The skeletal system is one of the most frequent sites of cancer spread, and when it’s involved, the consequences can be devastating.

Patients with these cancers often experience complications such as high calcium levels, fractures, spinal cord compression, and persistent bone pain.
These events can significantly impact physical ability and overall quality of life, making effective symptom control a top priority.

Traditionally, alongside opioid and non-opioid painkillers, external beam radiation therapy has been the go-to treatment for focal bone pain. But even with radiation, many patients don’t achieve full pain relief. In fact, a significant number continue to suffer from moderate to severe pain long after treatment. For them, options become limited, typically relying on strong systemic analgesics, which may bring side effects without always offering adequate comfort.

Over the past decade, we’ve seen image-guided thermal ablation techniques step into this gap. These minimally invasive procedures have become an established approach, especially for patients who aren’t surgical candidates or who haven’t responded well to radiation. Cryoablation, in particular, has emerged as a promising technique. It allows us to see the ablation zone during the procedure, tailor the treatment to the shape and size of the lesion and often results in less discomfort both during and after treatment. Patients can also benefit from shorter hospital stays and faster recovery.

Our final study in this review – the Multicenter Study of Cryoablation for Palliation of Painful Bone Metastases (MOTION) study by Jennings & Prologo et al. was designed to explore these palliative impacts in more depth.

The study was a prospective, multicentre, international trial conducted over 24 weeks to evaluate the safety and efficacy of a single cryoablation session for the palliation of pain in patients with metastatic bone disease, carried out at 11 experienced centres across the United States and France between February 2016 and March 2018. 

Eligible participants were adults (aged 18 years or older) with imaging- or biopsy-confirmed metastatic bone lesions arising from a known non-skeletal primary malignancy. 

Inclusion criteria required that participants were either not candidates for conventional pain therapies—such as radiation or systemic analgesics—or had experienced inadequate relief from these treatments.  Additionally, participants were required to report a worst pain score of at least 4 out of 10 in the preceding 24 hours, as measured by the Brief Pain Inventory–Short Form (BPI-SF). 


Patients were excluded if they had primary bone tumours or if safe treatment of the target lesion would have necessitated the formation of an ice ball within 0.5 cm of critical structures, such as the spinal cord, brain, major abdominal vessels, or other vulnerable neural elements.

 
Let's take a Closer Look 

Each participant underwent cryoablation targeting a single metastatic bone lesion within 14 days of screening. In cases where multiple lesions were present, the most painful was selected as the index lesion for treatment.  

A standardised cryoablation protocol, typically consisting of two freeze-thaw cycles, was followed. In certain cases, an additional cycle was performed at the operator's discretion to optimise tumour coverage and local control. CT was used to guide and monitor the procedure, with imaging obtained at defined intervals during the freezing process.


CT was used to guide and monitor the procedure, with imaging obtained at defined intervals during the freezing process. The duration of freezing was adjusted to ensure maximal safe coverage of the target lesion. Where necessary, thermoprotective measures such as hydrodissection were employed to protect adjacent critical structures. 

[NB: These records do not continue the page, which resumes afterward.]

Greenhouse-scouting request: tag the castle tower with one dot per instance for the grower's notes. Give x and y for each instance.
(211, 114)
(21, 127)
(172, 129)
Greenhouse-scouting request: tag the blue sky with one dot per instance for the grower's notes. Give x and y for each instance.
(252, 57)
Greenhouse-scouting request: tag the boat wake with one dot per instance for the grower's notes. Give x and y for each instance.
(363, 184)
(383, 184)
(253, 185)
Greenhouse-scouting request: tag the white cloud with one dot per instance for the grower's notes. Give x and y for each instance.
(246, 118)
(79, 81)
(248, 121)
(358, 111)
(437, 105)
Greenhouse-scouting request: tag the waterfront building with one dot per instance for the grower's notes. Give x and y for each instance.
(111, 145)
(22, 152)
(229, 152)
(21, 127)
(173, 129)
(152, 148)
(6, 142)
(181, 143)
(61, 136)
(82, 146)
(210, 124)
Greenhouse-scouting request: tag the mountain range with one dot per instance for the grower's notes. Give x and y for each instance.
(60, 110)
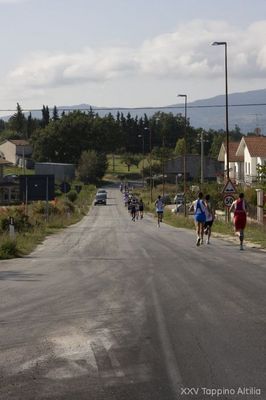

Technical success was defined as the successful completion of the ablation procedure aimed at palliation of pain. 
The primary endpoint was the change in “worst pain in the past 24 hours” at week 8 post-treatment. The Brief Pain Inventory–Short Form (BPI-SF) was used to evaluate improvement, with a clinically meaningful improvement defined as a reduction of at least two points from baseline.  A responder was defined as someone who met this threshold without a substantial increase in opioid use, specifically, no more than a 25% increase in MEDD.

Secondary endpoints included changes in worst and average pain scores, alterations in analgesic use (both opioids and NSAIDs), the need for additional treatments for pain at the index lesion or new sites, changes in quality of life (based on overall BPI-SF scores), and functional status as measured by the Karnofsky performance scale.

Participants were allowed to continue necessary systemic pain management and oncologic therapies, but those who received additional targeted treatment to the index lesion were excluded from analysis. The use of opioid analgesics was standardised by converting all doses to a morphine equivalent daily dose (MEDD).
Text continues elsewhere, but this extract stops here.